Nevertheless, one might reasonably expect a more extensive discussion of
minimalism, generative approaches to second language acquisition, recent
developments in construction grammar, or the inclusion of a broader range
of issues that arise within generative grammar. Future volumes of this
nature could consider the possibility of not including multiple articles
on semantics, phonology, or any other single area of linguistics, if the
presence of multiple articles on a single area comes only at the expense
of exclusion of a broader range of current topics in linguistics. That
the current volume leans most heavily towards semantics and interfaces
between semantics and syntax will satisfy only a particular readership.

It is an interesting feature of the book that there is no introduction or
preview to frame the articles, no biographical information given about the
authors, few acknowledgements, and virtually no foot or endnotes. Some
might view these as failings, but presented as it is, the book gives the
sense of presenting just the ideas, the questions, and references in an
uncluttered and useful way. I found it particularly useful that some
authors (for example, Bobaljik, Harley and Noyer) separated the specific
bibliography for their area of focus from other references that happened
to be mentioned in their papers. This provides a solid, targeted reading
list for students or researchers working within the area of interest.

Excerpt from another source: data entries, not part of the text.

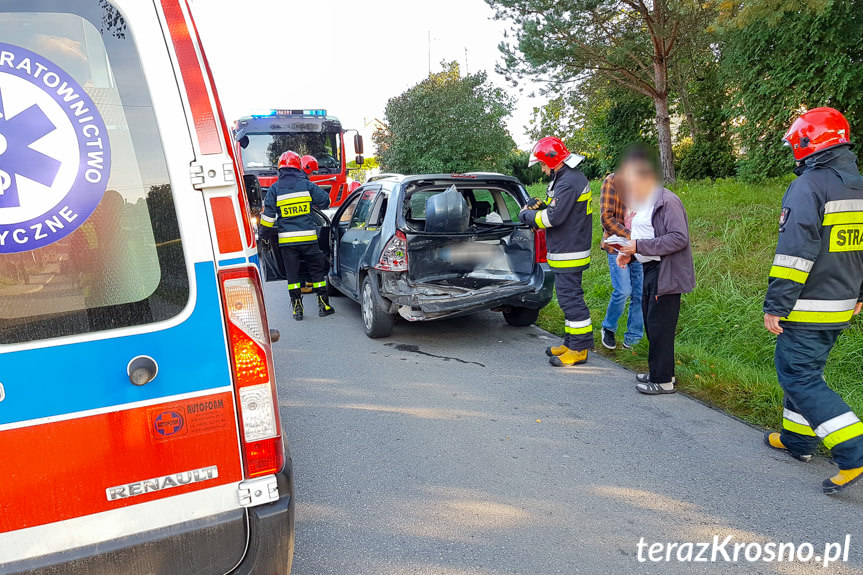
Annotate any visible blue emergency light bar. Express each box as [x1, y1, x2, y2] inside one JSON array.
[[252, 109, 327, 118]]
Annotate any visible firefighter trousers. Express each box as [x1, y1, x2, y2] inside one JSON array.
[[776, 327, 863, 469], [279, 243, 327, 290], [554, 270, 593, 351]]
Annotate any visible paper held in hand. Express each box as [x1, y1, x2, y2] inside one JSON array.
[[605, 236, 630, 253]]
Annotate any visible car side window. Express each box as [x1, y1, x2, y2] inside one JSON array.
[[339, 195, 361, 228], [350, 188, 380, 228]]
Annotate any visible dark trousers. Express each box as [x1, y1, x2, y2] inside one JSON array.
[[554, 270, 593, 351], [641, 262, 680, 383], [279, 243, 327, 290], [776, 327, 863, 469]]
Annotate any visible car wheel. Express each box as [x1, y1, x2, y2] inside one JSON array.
[[360, 276, 395, 338], [503, 307, 539, 327]]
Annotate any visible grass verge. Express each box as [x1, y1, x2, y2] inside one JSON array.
[[529, 179, 863, 427]]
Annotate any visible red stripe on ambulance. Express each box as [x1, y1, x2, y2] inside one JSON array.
[[0, 392, 243, 533]]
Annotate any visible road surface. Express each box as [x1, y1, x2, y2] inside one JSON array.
[[266, 283, 863, 575]]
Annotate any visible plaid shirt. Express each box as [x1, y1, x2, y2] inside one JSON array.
[[599, 174, 629, 253]]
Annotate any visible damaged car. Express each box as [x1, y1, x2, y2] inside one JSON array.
[[325, 174, 554, 338]]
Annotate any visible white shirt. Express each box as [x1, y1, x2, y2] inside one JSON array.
[[630, 189, 661, 263]]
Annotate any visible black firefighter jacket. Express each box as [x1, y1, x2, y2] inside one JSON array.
[[519, 156, 593, 273], [764, 146, 863, 330], [261, 168, 330, 246]]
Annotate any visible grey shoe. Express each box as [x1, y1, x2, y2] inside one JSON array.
[[635, 380, 677, 395], [602, 328, 617, 349]]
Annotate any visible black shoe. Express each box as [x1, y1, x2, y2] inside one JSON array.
[[602, 328, 617, 349], [293, 299, 305, 321]]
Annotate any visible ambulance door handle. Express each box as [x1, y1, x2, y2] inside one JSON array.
[[126, 355, 159, 386]]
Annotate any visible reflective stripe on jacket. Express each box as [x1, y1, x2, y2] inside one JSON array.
[[261, 168, 330, 245], [764, 146, 863, 329]]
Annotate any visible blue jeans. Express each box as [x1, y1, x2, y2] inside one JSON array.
[[602, 254, 644, 345]]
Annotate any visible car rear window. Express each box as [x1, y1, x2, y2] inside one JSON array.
[[406, 185, 521, 230], [0, 0, 189, 344]]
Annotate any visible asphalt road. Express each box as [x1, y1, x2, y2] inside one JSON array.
[[267, 283, 863, 575]]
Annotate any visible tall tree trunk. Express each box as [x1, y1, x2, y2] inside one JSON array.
[[653, 51, 676, 183], [653, 94, 676, 183]]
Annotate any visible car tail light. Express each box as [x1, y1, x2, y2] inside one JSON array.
[[533, 230, 548, 264], [219, 267, 284, 478], [375, 230, 408, 272]]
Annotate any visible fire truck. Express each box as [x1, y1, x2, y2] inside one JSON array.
[[233, 109, 364, 211]]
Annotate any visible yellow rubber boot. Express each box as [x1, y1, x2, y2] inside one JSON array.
[[545, 345, 569, 357], [822, 467, 863, 495], [764, 431, 812, 462], [549, 349, 587, 367]]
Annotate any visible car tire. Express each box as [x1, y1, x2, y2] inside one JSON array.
[[360, 276, 395, 339], [503, 307, 539, 327]]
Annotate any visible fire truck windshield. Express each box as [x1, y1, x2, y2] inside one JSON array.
[[242, 132, 342, 174]]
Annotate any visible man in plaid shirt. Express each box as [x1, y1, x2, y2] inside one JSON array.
[[600, 170, 644, 349]]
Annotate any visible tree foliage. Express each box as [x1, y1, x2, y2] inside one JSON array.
[[722, 0, 863, 179], [374, 62, 515, 173], [486, 0, 708, 180]]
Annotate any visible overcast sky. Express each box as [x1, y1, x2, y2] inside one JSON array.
[[192, 0, 539, 148]]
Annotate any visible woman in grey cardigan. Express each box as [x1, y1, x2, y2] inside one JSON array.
[[617, 150, 695, 395]]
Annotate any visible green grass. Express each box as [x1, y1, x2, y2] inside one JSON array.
[[529, 179, 863, 427]]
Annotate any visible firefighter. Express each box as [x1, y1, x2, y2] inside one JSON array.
[[300, 154, 318, 294], [300, 155, 319, 178], [519, 138, 593, 367], [764, 108, 863, 494], [261, 152, 336, 321]]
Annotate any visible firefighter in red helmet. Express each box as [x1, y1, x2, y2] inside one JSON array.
[[261, 151, 335, 320], [764, 108, 863, 494], [519, 138, 593, 367], [300, 154, 319, 177]]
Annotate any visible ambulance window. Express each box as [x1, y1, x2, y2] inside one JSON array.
[[0, 0, 189, 344]]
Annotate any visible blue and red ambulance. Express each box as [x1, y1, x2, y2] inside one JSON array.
[[0, 0, 294, 575]]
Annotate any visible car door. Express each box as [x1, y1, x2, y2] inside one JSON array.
[[0, 0, 255, 574], [339, 186, 381, 293]]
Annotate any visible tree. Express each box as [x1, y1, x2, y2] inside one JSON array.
[[528, 75, 656, 178], [721, 0, 863, 179], [486, 0, 708, 181], [373, 62, 515, 173]]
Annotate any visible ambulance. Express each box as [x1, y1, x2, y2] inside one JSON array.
[[0, 0, 294, 575]]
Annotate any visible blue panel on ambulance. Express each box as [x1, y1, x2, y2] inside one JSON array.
[[0, 262, 231, 425]]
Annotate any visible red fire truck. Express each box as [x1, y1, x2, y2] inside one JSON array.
[[234, 109, 364, 210]]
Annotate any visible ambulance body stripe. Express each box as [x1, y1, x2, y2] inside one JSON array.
[[0, 483, 239, 563], [0, 385, 233, 432]]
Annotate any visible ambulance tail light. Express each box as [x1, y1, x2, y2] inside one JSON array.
[[219, 267, 284, 479], [533, 229, 548, 264], [375, 230, 408, 272]]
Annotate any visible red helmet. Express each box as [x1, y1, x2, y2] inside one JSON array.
[[782, 108, 851, 161], [279, 152, 303, 170], [527, 137, 570, 170], [301, 155, 319, 176]]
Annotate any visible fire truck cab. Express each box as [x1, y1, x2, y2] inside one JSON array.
[[0, 0, 294, 575], [234, 109, 364, 210]]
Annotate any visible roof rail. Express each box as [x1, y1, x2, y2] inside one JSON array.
[[366, 174, 404, 184]]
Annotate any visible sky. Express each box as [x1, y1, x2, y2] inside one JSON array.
[[191, 0, 543, 154]]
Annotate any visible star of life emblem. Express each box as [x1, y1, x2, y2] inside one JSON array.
[[0, 42, 111, 254]]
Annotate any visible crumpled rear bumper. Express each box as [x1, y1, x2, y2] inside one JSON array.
[[379, 264, 554, 321]]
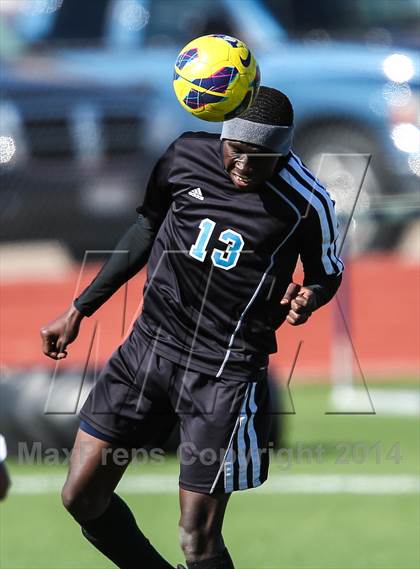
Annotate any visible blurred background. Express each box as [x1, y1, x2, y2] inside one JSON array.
[[0, 0, 420, 569]]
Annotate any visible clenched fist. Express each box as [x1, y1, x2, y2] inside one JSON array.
[[40, 305, 83, 360], [280, 283, 317, 326]]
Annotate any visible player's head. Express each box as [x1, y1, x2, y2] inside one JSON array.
[[221, 87, 293, 189]]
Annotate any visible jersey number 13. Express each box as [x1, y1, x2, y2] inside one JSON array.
[[189, 218, 244, 271]]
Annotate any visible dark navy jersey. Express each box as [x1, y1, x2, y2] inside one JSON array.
[[136, 132, 343, 380]]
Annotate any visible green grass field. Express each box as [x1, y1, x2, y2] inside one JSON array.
[[0, 385, 420, 569]]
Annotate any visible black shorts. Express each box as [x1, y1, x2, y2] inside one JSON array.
[[80, 327, 270, 494]]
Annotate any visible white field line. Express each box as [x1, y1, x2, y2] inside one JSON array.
[[11, 474, 420, 495]]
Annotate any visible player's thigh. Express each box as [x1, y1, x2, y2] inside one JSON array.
[[62, 429, 130, 519], [179, 488, 230, 544], [177, 372, 271, 494], [79, 328, 176, 448]]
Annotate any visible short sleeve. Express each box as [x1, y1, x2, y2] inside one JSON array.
[[136, 142, 175, 227]]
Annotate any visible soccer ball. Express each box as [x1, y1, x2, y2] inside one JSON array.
[[173, 34, 260, 122]]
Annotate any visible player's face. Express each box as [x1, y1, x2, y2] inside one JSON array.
[[223, 140, 279, 190]]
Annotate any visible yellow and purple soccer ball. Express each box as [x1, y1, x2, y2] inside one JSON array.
[[173, 34, 260, 122]]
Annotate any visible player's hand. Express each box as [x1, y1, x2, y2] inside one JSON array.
[[280, 283, 316, 326], [40, 305, 83, 360]]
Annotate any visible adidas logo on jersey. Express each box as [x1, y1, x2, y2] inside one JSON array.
[[188, 188, 204, 200]]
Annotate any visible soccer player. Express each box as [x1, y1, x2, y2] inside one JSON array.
[[41, 87, 343, 569]]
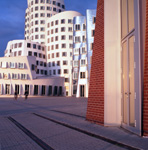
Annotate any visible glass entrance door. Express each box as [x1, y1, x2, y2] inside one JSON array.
[[122, 36, 135, 127]]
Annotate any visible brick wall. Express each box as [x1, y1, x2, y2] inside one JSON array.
[[143, 1, 148, 136], [86, 0, 104, 124]]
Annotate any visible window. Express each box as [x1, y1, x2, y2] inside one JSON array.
[[34, 52, 37, 57], [55, 28, 58, 33], [35, 35, 39, 39], [52, 53, 54, 58], [52, 61, 55, 67], [31, 64, 35, 71], [55, 44, 59, 49], [68, 27, 72, 32], [18, 43, 22, 48], [82, 47, 86, 54], [38, 45, 41, 50], [35, 21, 38, 25], [51, 29, 53, 34], [62, 52, 67, 56], [69, 35, 73, 40], [81, 59, 85, 66], [93, 17, 96, 23], [80, 72, 85, 79], [41, 20, 45, 24], [57, 61, 60, 66], [90, 43, 94, 50], [61, 19, 65, 24], [91, 30, 95, 37], [62, 44, 66, 48], [65, 78, 69, 82], [53, 1, 56, 5], [18, 51, 22, 56], [53, 8, 57, 12], [21, 74, 27, 80], [73, 72, 78, 79], [53, 70, 56, 75], [40, 6, 45, 10], [12, 73, 18, 79], [10, 62, 15, 68], [75, 24, 80, 31], [69, 44, 73, 48], [74, 60, 79, 67], [83, 24, 86, 30], [68, 19, 73, 24], [35, 0, 39, 4], [51, 21, 54, 26], [82, 35, 86, 42], [39, 53, 42, 58], [64, 69, 68, 74], [35, 28, 38, 32], [28, 51, 32, 56], [75, 36, 81, 43], [55, 20, 59, 25], [58, 69, 61, 74], [63, 60, 68, 65], [35, 6, 38, 11], [18, 63, 24, 69], [40, 0, 45, 3], [48, 62, 51, 67], [35, 14, 38, 18], [61, 27, 65, 32], [27, 43, 31, 48], [33, 44, 36, 49], [56, 53, 59, 57], [62, 5, 65, 9], [61, 35, 66, 40]]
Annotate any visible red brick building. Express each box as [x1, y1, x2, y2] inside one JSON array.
[[86, 0, 148, 135]]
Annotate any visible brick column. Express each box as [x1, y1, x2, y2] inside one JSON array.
[[143, 1, 148, 136], [86, 0, 104, 124]]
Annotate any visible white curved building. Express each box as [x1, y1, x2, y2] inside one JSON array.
[[25, 0, 65, 44], [5, 40, 47, 77], [46, 11, 81, 96]]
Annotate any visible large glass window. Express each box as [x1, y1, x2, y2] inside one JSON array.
[[121, 0, 135, 38]]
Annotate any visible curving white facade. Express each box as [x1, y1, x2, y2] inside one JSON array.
[[25, 0, 65, 44], [46, 11, 81, 96]]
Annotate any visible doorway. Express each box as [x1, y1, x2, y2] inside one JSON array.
[[15, 84, 20, 94], [80, 85, 85, 97], [122, 35, 135, 127], [5, 84, 10, 95]]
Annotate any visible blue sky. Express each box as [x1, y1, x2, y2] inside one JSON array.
[[0, 0, 97, 57]]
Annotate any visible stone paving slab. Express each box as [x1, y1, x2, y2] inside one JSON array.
[[36, 110, 148, 149], [0, 97, 148, 150], [12, 114, 124, 150], [0, 117, 42, 150]]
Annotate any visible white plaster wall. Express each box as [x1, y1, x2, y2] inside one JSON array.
[[104, 0, 121, 126]]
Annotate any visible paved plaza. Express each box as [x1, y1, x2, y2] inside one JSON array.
[[0, 97, 148, 150]]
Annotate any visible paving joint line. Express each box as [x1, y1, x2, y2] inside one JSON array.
[[7, 117, 54, 150], [50, 110, 86, 119], [32, 113, 142, 150]]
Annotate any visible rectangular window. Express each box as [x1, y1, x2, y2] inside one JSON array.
[[27, 43, 31, 48], [62, 52, 67, 57], [63, 60, 68, 65], [61, 27, 65, 32], [75, 24, 80, 31], [61, 19, 65, 24], [57, 61, 60, 66], [64, 69, 68, 74], [81, 59, 85, 66]]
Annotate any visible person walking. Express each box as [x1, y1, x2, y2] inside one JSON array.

Some of the papers are more successful than others in helping non-
specialists get a feel for the kind of work that is being done in a
specific area. For example, the papers by Lightfoot, Portner, Müller, and
Rice provide excellent, readable introductions to the issues in their
respective fields. I would not hesitate to steer students to these papers
to get a broad introduction to those research areas. Some of the other
papers, while still very complete in presenting current issues, are less
accessible to those who have not had formal training in that area. For
example, fully understanding de Swart's discussion of dynamic binding
requires more than a rudimentary knowledge of propositional logic.
Nevertheless, the bibliographies at the end of each of the articles make
the volume invaluable, in fact, this feature alone makes the book useful
for researchers and graduate students exploring the issues raised in this
volume.

In general, this book provides a good overview of the state of (some
areas) of linguistic inquiry at the start of this millennium. Readers
will encounter interesting findings and ample evidence that linguistic
research during the last decade has uncovered many of the questions yet to
be answered. As nearly all of the authors in this volume point out, there
is a still a need to delve more deeply into the host of unanswered
questions. Each article here, probably appropriately, succeeds in being
more a call to future work than a solution to a current problem.

REFERENCES

Halle, M and H. Marantz. (1993). Distributed Morphology and the pieces of
inflection. In: The View from the Building 20, K. Hale and S. J. Keyser
(eds.), 111-176. Cambridge: MIT Press.

Kayne, R. (1975). French Syntax: The transformational cycle. Cambridge:
MIT Press.




 
ABOUT THE REVIEWER:
ABOUT THE REVIEWER


Larry LaFond holds an MA in Applied Linguistics from Old Dominion
University and a Ph.D in Linguistics from the University of South
Carolina. He is currently an Assistant Professor of English at Southern
Illinois University Edwardsville. His current research interests include
interactions between discourse and syntax in L2 learning and the second
language acquisition of motion events in English.